BACKGROUND: Pregnancy-associated deaths, defined as deaths from any cause occurring during pregnancy or within 1 year after pregnancy, are largely preventable and have a substantial impact on families. Surveillance of pregnancy-associated deaths is necessary for comprehensive monitoring and prevention efforts. Vital Statistics (VS) mortality data are the primary source for timely monitoring of pregnancy-associated deaths; however, their accuracy is not well-understood. We examined the accuracy of pregnancy-associated death data within Ohio’s VS mortality data.
METHODS: A case was defined as any pregnancy-associated death occurring in Ohio among residents during 2008–2011. We ascertained cases in the VS mortality database in two ways: (1) checkbox indicating pregnancy at the time of death or ≤1 year before death, assigned by physicians and coroners and recorded in the Electronic Death Registration System, and (2) International Classification of Diseases, 10th Revision, cause-of-death codes in the O series (pregnancy, childbirth, and the puerperium), assigned by the National Center for Health Statistics. As the standard for comparison, we used Ohio’s Pregnancy-Associated Mortality Review (PAMR) data. PAMR is a time-intensive expert review of medical and other records for pregnancy-associated deaths ascertained from VS mortality data plus deaths ascertained from linkage of maternal death certificates to child birth or fetal death certificates, conducted ≥2 years postmortem. We calculated sensitivity and predictive value positive (PVP) of pregnancy-associated death data in the VS mortality database overall and by certifier title.

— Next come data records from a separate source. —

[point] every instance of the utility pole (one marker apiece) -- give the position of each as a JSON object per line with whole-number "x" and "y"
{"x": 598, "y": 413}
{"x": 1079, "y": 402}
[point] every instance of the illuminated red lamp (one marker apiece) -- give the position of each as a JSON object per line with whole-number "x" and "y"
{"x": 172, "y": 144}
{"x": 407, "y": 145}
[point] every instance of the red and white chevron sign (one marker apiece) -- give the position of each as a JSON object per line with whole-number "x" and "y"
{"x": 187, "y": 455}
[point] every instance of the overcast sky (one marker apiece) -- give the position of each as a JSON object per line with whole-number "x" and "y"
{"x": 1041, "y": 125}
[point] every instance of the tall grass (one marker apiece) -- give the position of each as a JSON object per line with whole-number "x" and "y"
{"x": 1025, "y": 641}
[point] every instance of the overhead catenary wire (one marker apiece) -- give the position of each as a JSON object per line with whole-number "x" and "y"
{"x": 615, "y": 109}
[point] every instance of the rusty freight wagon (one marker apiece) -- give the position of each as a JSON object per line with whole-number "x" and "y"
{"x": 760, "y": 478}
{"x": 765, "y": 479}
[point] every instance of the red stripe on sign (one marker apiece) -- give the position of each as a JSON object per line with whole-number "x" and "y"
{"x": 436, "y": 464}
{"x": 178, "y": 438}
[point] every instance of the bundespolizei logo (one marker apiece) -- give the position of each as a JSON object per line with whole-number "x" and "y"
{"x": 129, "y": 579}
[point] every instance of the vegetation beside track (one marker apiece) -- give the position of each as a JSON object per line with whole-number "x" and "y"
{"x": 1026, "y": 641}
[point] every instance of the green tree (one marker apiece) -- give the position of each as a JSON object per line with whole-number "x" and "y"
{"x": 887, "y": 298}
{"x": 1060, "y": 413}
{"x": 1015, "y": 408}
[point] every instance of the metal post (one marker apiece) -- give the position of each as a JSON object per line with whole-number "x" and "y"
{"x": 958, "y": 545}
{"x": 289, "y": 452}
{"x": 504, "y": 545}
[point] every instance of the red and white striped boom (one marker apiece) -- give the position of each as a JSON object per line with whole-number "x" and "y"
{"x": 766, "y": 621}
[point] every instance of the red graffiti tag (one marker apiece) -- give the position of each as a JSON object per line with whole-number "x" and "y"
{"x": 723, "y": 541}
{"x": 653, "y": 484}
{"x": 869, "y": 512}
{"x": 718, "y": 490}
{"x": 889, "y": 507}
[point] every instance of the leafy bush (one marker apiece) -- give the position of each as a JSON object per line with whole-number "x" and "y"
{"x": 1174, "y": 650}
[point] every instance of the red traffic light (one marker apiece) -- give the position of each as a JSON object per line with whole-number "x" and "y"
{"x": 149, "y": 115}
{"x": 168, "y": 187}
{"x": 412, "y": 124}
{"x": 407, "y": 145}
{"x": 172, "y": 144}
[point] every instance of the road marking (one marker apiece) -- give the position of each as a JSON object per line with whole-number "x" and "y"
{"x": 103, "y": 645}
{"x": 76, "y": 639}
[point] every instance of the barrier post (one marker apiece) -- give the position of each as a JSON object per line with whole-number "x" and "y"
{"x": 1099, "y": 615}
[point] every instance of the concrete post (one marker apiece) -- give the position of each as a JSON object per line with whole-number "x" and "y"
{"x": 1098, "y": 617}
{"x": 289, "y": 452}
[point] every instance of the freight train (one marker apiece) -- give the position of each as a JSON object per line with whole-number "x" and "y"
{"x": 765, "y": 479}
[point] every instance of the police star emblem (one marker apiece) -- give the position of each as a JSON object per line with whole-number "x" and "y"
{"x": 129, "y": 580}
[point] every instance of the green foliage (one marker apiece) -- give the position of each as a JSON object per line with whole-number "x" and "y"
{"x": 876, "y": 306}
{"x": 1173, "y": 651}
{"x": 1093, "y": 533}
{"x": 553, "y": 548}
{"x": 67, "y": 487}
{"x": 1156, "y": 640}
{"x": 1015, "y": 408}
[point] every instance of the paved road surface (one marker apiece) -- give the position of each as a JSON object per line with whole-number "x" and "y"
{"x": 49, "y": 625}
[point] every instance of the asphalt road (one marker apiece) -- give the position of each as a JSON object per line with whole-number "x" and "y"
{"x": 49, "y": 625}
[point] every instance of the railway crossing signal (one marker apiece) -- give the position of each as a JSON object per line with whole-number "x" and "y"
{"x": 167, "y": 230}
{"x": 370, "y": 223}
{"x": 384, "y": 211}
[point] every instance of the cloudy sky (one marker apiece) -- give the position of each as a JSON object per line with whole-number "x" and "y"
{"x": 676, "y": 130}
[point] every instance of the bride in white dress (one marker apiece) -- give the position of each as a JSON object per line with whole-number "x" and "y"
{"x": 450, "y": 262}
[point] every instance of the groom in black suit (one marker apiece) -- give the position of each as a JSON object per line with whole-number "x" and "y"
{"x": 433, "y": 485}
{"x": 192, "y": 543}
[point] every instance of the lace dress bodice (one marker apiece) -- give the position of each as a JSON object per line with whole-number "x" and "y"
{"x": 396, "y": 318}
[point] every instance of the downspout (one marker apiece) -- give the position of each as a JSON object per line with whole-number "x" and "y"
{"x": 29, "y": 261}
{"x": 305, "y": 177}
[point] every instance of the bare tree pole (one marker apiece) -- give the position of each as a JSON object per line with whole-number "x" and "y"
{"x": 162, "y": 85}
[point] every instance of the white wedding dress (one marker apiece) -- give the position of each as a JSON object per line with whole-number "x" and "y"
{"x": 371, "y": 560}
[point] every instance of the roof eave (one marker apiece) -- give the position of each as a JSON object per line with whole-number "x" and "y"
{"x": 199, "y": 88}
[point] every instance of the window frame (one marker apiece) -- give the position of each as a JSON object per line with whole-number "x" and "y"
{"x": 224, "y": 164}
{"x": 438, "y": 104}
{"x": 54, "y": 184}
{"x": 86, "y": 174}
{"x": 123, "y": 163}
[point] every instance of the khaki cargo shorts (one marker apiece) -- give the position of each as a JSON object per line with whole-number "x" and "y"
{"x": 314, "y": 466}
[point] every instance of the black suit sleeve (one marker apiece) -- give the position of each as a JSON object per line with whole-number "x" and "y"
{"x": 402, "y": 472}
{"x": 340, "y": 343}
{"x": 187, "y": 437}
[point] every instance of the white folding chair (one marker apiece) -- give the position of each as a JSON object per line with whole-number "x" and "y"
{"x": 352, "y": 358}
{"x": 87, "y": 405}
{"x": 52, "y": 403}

RESULTS: A total of 282 pregnancy-associated deaths were ascertained from VS mortality data. PAMR disqualified 103 (36.5%) of these cases as false-positives and ascertained 55 additional cases, leading to a PVP for pregnancy-associated deaths identified from VS mortality data of 63.5% and a sensitivity of 76.5%. Compared with physician-certified deaths, PVP for coroner-certified deaths was significantly higher (coroners, 90.2%; physicians, 39.6%; P < .01); however, the sensitivity for coroner-certified deaths was significantly lower (coroners, 72.3%; physicians, 86.8%; P = .02).
CONCLUSIONS: Despite timely availability of the data, relatively low PVP and sensitivity limit the usefulness of VS mortality data alone for pregnancy-associated death surveillance. Improvements are needed in both coroner and physician pregnancy-associated death reporting.